Trump has been flattering of Omarosa in the past, while acknowledging her tough reputation.
‘Honest Omarosa: she won’t backstab-she’ll come at you from the front,’ he tweeted on March 10, 2013.
And he wrote a few days earlier on March 3: ‘I’ll always like @Omarosa because she constantly defends me.’
Finally, on March 3 he wrote: ‘Are people really afraid of @Omarosa. Would you be?’
In an exclusive excerpt obtained by DailyMail.com, Omarosa, 44, tells of the dread she felt while watching Trump’s May 2017 interview with Lester Holt.
‘While watching the interview I realized that something real and serious was going on in Donald’s brain.

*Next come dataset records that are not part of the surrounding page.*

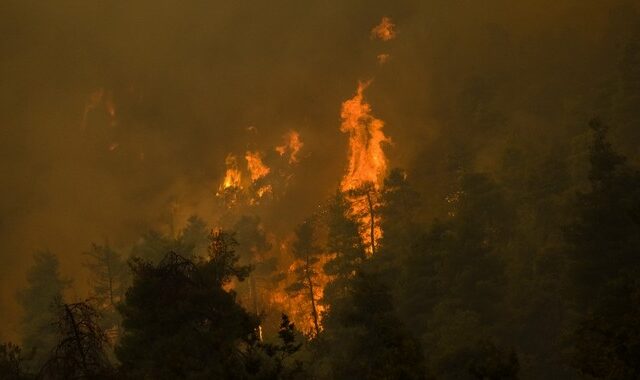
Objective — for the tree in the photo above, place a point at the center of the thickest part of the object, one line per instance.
(604, 248)
(307, 253)
(109, 279)
(80, 350)
(45, 286)
(365, 200)
(190, 242)
(364, 339)
(345, 244)
(399, 221)
(251, 250)
(277, 360)
(180, 320)
(11, 362)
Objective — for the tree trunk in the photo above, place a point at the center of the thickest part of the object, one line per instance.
(372, 225)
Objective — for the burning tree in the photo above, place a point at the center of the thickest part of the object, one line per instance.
(306, 282)
(367, 165)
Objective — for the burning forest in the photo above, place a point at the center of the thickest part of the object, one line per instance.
(320, 190)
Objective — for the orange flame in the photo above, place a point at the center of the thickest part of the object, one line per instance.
(383, 58)
(232, 175)
(292, 145)
(367, 165)
(257, 168)
(367, 161)
(384, 31)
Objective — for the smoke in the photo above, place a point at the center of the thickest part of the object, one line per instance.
(117, 116)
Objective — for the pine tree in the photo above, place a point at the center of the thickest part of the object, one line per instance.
(109, 278)
(180, 320)
(307, 253)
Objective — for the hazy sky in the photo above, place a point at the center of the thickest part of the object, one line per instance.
(113, 111)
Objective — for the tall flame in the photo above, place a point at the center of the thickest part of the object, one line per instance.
(367, 161)
(232, 176)
(367, 165)
(257, 168)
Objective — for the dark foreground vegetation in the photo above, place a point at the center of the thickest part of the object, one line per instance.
(533, 274)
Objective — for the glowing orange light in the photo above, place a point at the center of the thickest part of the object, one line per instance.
(367, 161)
(385, 30)
(292, 145)
(257, 168)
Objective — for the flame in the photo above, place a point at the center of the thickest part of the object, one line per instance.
(264, 190)
(367, 161)
(232, 175)
(292, 145)
(384, 31)
(257, 168)
(367, 165)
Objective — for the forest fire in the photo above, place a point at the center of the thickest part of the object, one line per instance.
(384, 31)
(367, 164)
(233, 175)
(257, 168)
(320, 190)
(292, 145)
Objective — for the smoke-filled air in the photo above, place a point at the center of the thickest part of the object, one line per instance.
(412, 189)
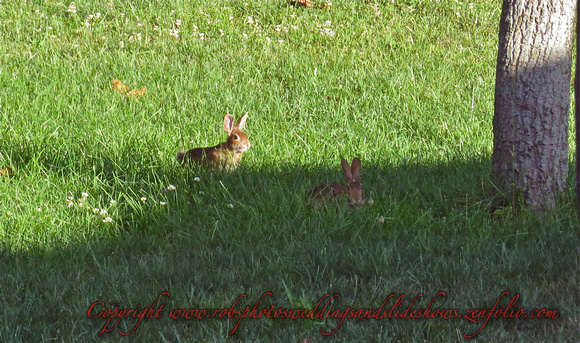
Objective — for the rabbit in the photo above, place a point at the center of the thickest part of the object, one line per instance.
(224, 156)
(353, 188)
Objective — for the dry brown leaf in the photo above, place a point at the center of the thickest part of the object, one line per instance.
(118, 85)
(6, 172)
(137, 92)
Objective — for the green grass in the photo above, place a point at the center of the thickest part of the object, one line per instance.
(407, 86)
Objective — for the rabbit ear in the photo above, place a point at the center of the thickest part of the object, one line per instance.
(346, 168)
(228, 123)
(356, 168)
(242, 121)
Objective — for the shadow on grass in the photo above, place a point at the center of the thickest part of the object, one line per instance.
(253, 231)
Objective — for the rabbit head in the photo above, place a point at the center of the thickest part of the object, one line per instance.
(356, 194)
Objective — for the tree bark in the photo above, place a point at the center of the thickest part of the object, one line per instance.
(532, 99)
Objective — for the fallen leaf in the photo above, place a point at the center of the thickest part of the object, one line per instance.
(6, 172)
(119, 86)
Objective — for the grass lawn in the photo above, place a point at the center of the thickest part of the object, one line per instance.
(98, 217)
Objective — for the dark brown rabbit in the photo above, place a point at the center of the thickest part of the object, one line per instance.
(353, 188)
(224, 156)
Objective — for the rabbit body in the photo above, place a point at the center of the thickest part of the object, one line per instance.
(224, 156)
(353, 188)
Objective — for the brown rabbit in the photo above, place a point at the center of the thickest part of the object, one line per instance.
(225, 156)
(353, 189)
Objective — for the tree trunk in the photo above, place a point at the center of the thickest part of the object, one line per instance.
(532, 99)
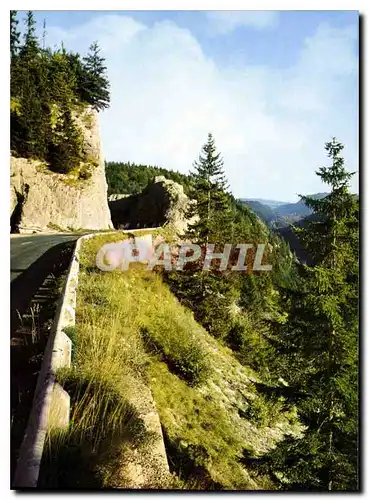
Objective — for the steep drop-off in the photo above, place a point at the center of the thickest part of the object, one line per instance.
(41, 199)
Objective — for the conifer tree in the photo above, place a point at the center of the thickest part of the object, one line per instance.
(210, 192)
(30, 47)
(95, 84)
(14, 33)
(320, 343)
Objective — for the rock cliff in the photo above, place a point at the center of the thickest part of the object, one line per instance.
(41, 199)
(162, 201)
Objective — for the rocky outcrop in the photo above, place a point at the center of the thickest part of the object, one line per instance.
(161, 202)
(41, 199)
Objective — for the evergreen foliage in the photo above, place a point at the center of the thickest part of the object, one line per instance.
(318, 351)
(130, 178)
(49, 88)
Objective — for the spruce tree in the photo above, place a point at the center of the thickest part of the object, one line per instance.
(212, 200)
(14, 34)
(95, 87)
(30, 47)
(320, 343)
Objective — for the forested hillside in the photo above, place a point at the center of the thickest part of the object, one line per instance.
(49, 90)
(296, 325)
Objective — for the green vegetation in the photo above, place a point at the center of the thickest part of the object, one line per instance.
(50, 89)
(318, 346)
(129, 329)
(129, 178)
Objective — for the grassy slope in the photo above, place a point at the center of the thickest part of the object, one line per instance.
(130, 325)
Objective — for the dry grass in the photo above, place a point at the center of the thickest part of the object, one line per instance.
(128, 325)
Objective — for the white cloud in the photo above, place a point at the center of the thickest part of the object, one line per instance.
(224, 22)
(269, 124)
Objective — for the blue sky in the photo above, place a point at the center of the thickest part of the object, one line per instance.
(272, 87)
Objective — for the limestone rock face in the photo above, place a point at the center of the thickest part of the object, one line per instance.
(161, 202)
(41, 199)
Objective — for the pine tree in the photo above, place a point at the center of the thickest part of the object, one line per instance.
(210, 192)
(30, 48)
(14, 33)
(320, 343)
(95, 87)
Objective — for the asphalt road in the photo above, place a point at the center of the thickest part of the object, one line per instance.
(26, 250)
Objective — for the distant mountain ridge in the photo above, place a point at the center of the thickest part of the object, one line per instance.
(279, 214)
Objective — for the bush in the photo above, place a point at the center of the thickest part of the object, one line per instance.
(184, 355)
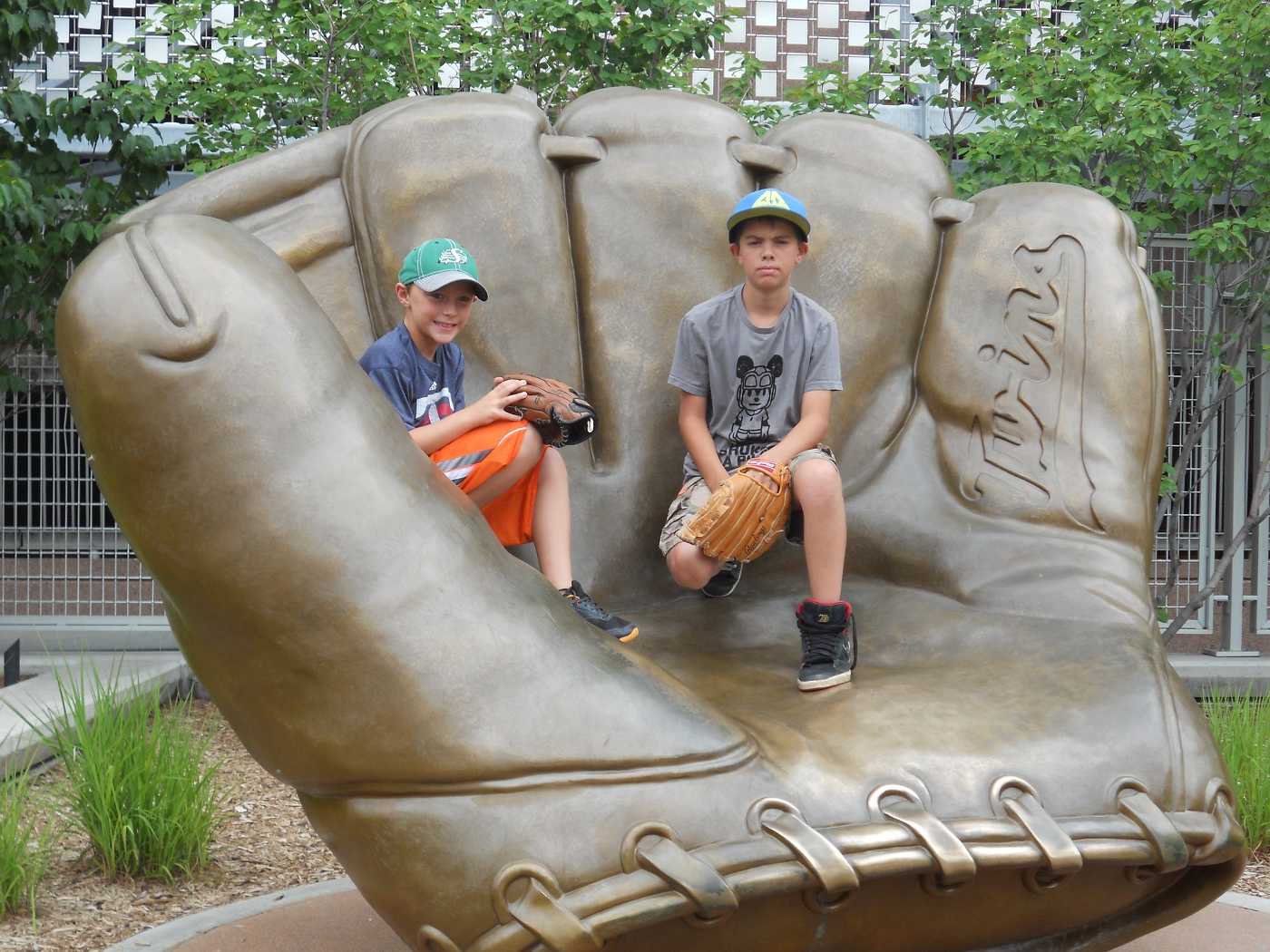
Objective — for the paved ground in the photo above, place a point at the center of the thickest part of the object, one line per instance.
(332, 917)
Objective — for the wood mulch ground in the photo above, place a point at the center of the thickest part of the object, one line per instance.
(264, 846)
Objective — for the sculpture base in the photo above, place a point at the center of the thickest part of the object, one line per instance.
(333, 917)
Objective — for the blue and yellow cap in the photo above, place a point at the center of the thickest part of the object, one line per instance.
(770, 202)
(437, 263)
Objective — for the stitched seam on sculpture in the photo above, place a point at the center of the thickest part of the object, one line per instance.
(726, 762)
(609, 907)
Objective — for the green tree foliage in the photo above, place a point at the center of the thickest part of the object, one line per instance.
(286, 69)
(1161, 108)
(54, 202)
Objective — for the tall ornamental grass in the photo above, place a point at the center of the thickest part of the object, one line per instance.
(137, 783)
(1241, 725)
(25, 844)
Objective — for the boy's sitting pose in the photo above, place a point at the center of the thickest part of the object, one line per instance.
(492, 454)
(756, 367)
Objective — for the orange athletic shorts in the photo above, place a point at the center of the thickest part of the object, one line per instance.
(478, 454)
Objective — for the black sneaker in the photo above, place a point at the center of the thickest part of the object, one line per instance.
(828, 631)
(724, 581)
(606, 621)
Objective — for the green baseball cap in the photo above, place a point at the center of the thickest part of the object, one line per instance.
(437, 263)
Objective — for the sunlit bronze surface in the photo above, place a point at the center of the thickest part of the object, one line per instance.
(1015, 767)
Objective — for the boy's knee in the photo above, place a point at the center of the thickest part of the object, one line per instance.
(816, 481)
(689, 568)
(531, 444)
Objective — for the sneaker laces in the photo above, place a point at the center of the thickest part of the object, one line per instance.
(580, 597)
(821, 646)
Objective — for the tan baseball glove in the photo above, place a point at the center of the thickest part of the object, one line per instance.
(561, 414)
(745, 516)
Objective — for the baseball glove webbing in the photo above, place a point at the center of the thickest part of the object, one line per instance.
(662, 881)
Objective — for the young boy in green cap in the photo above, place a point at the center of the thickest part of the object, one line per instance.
(756, 368)
(492, 454)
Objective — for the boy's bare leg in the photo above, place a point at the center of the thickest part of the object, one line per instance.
(689, 568)
(498, 484)
(552, 524)
(818, 489)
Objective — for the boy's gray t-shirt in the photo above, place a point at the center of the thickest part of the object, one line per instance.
(753, 378)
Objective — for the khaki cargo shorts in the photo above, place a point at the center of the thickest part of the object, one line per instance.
(695, 492)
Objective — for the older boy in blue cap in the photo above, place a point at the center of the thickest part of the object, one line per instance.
(756, 368)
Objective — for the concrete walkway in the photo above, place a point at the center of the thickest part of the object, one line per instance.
(332, 917)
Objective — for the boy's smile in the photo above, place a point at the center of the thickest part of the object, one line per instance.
(435, 317)
(767, 251)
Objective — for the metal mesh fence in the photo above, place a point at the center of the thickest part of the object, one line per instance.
(60, 549)
(1187, 539)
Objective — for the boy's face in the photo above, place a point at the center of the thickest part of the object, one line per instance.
(767, 250)
(435, 317)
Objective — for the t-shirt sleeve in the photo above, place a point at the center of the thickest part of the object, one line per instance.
(389, 380)
(689, 370)
(826, 367)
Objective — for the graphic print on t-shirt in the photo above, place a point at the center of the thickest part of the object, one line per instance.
(756, 390)
(434, 408)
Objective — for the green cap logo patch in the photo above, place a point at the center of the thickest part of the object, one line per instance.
(441, 262)
(770, 203)
(771, 199)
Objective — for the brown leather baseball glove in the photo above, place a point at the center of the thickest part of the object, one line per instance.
(745, 516)
(562, 415)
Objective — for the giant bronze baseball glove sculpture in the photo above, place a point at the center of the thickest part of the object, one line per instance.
(1015, 768)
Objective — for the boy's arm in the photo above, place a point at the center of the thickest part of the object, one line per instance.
(810, 429)
(698, 440)
(489, 409)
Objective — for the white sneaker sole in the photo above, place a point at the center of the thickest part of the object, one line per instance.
(825, 682)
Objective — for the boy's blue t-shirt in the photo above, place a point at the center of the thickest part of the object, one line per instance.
(422, 391)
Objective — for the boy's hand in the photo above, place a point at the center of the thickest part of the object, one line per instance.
(493, 406)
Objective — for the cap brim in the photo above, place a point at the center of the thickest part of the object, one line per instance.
(435, 282)
(793, 218)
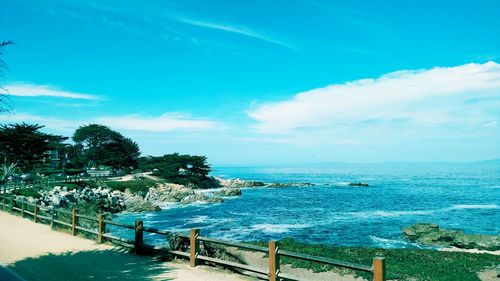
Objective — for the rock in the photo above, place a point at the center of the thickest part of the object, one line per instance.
(278, 185)
(201, 198)
(228, 192)
(135, 203)
(433, 235)
(168, 193)
(238, 183)
(290, 184)
(361, 184)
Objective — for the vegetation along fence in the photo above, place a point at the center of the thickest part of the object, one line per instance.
(96, 227)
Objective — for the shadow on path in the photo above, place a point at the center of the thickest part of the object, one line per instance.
(90, 265)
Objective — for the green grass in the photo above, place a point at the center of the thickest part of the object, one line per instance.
(402, 264)
(135, 186)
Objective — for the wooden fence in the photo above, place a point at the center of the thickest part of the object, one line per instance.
(272, 273)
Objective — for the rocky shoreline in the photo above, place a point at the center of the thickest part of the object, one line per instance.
(432, 235)
(105, 199)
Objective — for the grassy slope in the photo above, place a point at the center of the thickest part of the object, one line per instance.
(402, 264)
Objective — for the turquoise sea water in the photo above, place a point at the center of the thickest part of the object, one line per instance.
(465, 197)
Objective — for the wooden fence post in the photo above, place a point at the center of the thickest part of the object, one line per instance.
(274, 261)
(379, 269)
(139, 236)
(4, 199)
(73, 221)
(53, 217)
(35, 214)
(194, 246)
(100, 228)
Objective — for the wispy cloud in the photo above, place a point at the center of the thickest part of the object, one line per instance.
(53, 123)
(31, 90)
(436, 97)
(163, 123)
(167, 122)
(234, 29)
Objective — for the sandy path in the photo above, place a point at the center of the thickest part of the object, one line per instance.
(38, 253)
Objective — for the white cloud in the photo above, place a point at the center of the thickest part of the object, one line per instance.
(425, 98)
(31, 90)
(164, 123)
(52, 123)
(233, 29)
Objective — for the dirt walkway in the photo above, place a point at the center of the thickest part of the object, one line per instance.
(37, 253)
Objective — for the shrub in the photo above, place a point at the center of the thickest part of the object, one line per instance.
(402, 264)
(27, 192)
(135, 186)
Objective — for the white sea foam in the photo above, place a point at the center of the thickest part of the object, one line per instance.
(459, 207)
(391, 243)
(198, 219)
(277, 228)
(381, 213)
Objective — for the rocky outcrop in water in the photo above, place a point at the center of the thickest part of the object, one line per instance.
(290, 184)
(239, 183)
(136, 203)
(201, 198)
(168, 193)
(433, 235)
(228, 192)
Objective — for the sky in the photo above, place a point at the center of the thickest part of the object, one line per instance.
(263, 82)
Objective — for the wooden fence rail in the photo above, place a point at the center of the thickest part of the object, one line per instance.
(272, 273)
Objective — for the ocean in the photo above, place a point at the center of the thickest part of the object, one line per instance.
(456, 196)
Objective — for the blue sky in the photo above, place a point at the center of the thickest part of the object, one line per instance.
(263, 82)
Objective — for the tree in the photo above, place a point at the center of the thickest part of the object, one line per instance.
(103, 146)
(4, 103)
(180, 169)
(25, 145)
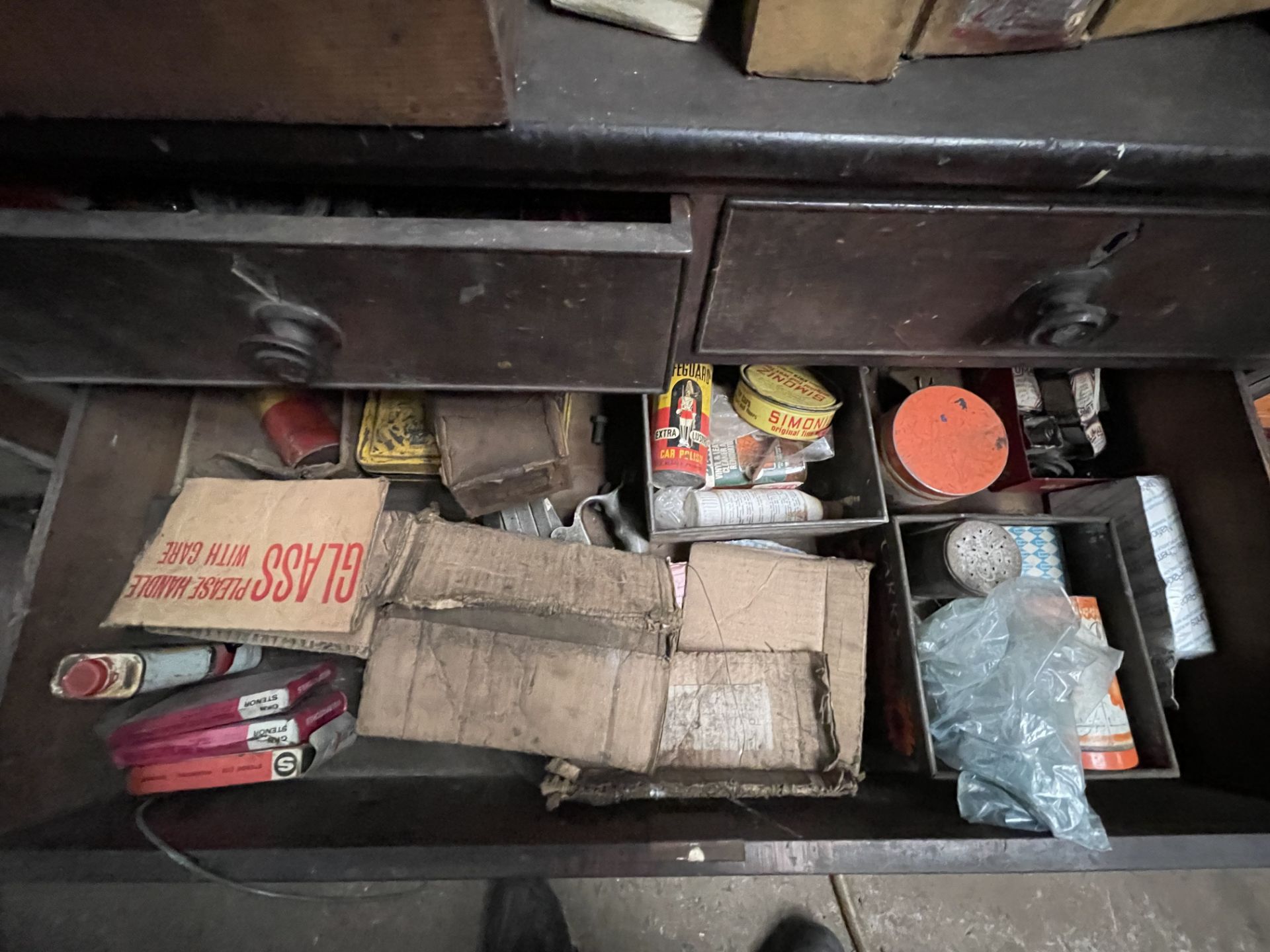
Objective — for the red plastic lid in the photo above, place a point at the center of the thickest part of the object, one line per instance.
(951, 441)
(85, 678)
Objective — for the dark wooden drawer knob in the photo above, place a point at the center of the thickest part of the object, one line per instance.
(295, 343)
(1061, 311)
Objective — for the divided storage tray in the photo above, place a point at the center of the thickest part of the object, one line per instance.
(1094, 568)
(408, 811)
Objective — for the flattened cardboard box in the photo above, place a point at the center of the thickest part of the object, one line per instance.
(859, 41)
(980, 27)
(427, 681)
(765, 697)
(499, 450)
(523, 644)
(1122, 18)
(482, 578)
(290, 564)
(747, 711)
(746, 600)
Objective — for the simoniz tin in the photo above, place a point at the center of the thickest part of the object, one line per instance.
(681, 427)
(785, 401)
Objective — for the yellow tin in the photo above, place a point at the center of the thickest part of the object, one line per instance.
(785, 401)
(396, 437)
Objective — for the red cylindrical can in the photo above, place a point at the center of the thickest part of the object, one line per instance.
(681, 428)
(298, 426)
(941, 444)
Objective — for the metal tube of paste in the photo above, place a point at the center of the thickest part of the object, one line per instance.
(111, 676)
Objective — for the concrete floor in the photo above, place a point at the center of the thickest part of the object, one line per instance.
(1191, 912)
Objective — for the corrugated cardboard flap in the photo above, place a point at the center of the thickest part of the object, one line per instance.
(299, 565)
(444, 683)
(742, 600)
(483, 578)
(747, 711)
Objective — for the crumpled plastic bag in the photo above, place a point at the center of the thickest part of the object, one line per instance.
(1000, 676)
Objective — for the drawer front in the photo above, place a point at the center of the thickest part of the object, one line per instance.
(1034, 284)
(153, 298)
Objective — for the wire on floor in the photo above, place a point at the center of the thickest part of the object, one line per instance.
(190, 865)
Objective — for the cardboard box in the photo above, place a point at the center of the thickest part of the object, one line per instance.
(746, 711)
(427, 681)
(298, 564)
(976, 27)
(586, 676)
(860, 41)
(499, 450)
(676, 19)
(1122, 18)
(482, 578)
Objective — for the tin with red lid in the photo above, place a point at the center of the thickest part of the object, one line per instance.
(941, 444)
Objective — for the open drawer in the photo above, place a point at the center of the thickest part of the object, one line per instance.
(579, 298)
(941, 282)
(397, 811)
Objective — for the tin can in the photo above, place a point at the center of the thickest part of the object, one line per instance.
(785, 401)
(967, 559)
(298, 426)
(1107, 739)
(941, 444)
(681, 428)
(396, 437)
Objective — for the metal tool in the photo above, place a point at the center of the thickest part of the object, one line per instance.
(622, 526)
(538, 518)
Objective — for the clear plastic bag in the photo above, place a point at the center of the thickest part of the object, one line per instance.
(668, 508)
(1000, 676)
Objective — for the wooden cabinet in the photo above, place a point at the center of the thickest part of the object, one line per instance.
(974, 284)
(411, 302)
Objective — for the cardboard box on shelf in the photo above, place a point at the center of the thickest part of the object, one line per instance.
(564, 651)
(498, 450)
(429, 681)
(859, 41)
(288, 564)
(786, 720)
(482, 578)
(976, 27)
(1122, 18)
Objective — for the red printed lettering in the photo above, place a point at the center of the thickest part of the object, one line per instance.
(351, 578)
(290, 560)
(261, 590)
(310, 571)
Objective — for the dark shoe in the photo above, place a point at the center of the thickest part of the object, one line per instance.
(525, 916)
(796, 933)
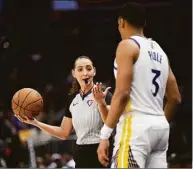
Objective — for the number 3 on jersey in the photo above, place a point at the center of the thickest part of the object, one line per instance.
(154, 82)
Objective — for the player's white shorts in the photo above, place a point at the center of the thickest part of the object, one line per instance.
(141, 141)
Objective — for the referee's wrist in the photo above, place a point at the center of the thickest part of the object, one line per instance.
(106, 132)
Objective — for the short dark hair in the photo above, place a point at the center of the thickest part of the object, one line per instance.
(134, 14)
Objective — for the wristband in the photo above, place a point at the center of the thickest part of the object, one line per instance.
(105, 132)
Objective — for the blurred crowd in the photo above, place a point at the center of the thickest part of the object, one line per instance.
(37, 52)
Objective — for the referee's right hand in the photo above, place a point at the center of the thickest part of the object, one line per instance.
(103, 152)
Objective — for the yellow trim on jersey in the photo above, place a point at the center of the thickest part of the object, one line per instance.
(128, 107)
(123, 154)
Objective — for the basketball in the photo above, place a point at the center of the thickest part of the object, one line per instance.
(27, 102)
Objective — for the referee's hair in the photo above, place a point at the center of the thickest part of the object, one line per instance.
(134, 14)
(75, 85)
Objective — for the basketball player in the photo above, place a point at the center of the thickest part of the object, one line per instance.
(143, 78)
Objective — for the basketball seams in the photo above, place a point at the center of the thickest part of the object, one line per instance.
(24, 108)
(33, 102)
(23, 102)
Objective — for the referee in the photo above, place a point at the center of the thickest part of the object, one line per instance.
(86, 112)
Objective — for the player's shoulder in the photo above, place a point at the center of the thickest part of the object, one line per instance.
(128, 44)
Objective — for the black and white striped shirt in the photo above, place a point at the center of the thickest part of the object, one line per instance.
(86, 117)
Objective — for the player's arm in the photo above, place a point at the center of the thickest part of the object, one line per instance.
(61, 132)
(126, 53)
(104, 107)
(173, 96)
(103, 99)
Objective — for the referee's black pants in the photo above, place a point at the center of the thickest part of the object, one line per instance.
(86, 156)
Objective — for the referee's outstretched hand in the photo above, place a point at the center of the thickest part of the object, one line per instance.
(26, 120)
(98, 94)
(103, 152)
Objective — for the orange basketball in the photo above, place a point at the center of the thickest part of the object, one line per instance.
(27, 102)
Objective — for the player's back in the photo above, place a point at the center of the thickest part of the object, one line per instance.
(142, 131)
(150, 74)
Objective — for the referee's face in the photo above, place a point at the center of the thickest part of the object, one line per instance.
(83, 70)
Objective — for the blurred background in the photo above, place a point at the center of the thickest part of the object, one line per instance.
(39, 40)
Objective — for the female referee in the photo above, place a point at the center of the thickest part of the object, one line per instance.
(86, 110)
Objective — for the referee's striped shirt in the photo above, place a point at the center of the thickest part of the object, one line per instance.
(86, 117)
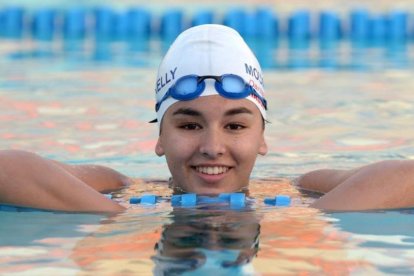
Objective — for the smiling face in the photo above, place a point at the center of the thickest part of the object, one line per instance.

His mental decline could not be denied,’ she writes.
‘Many didn’t notice it as keenly as I did because I knew him way back when. They thought Trump was being Trump, off the cuff. But I knew something wasn’t right.’

Omarosa claims in ‘Unhinged’ that she thought Trump was off his rocker during a 2017 interview with NBC News anchor Lester Holt
‘For the Lester Holt interview, I watched it on a small TV in the upper press room (the lower press room was built on top of the old swimming pool and turned into the briefing room) by the press secretary’s office,’ she writes.
‘Throughout this erratic and contradictory interview, I kept thinking, ‘Oh no! Oh no! This is bad!
‘Donald rambled. He spoke gibberish. He contradicted himself from one sentence to the next.
‘Hope [Hicks, then communications director] had gone over the briefing with him a dozen times hitting the key point that he had fired Comey based on the recommendation by the DOJ which the vice president and other surrogates had been reinforcing for days.’
But when questioned by Holt, the president contradicted previous reports about how the senior law-enforcement officer was dispatched from his office.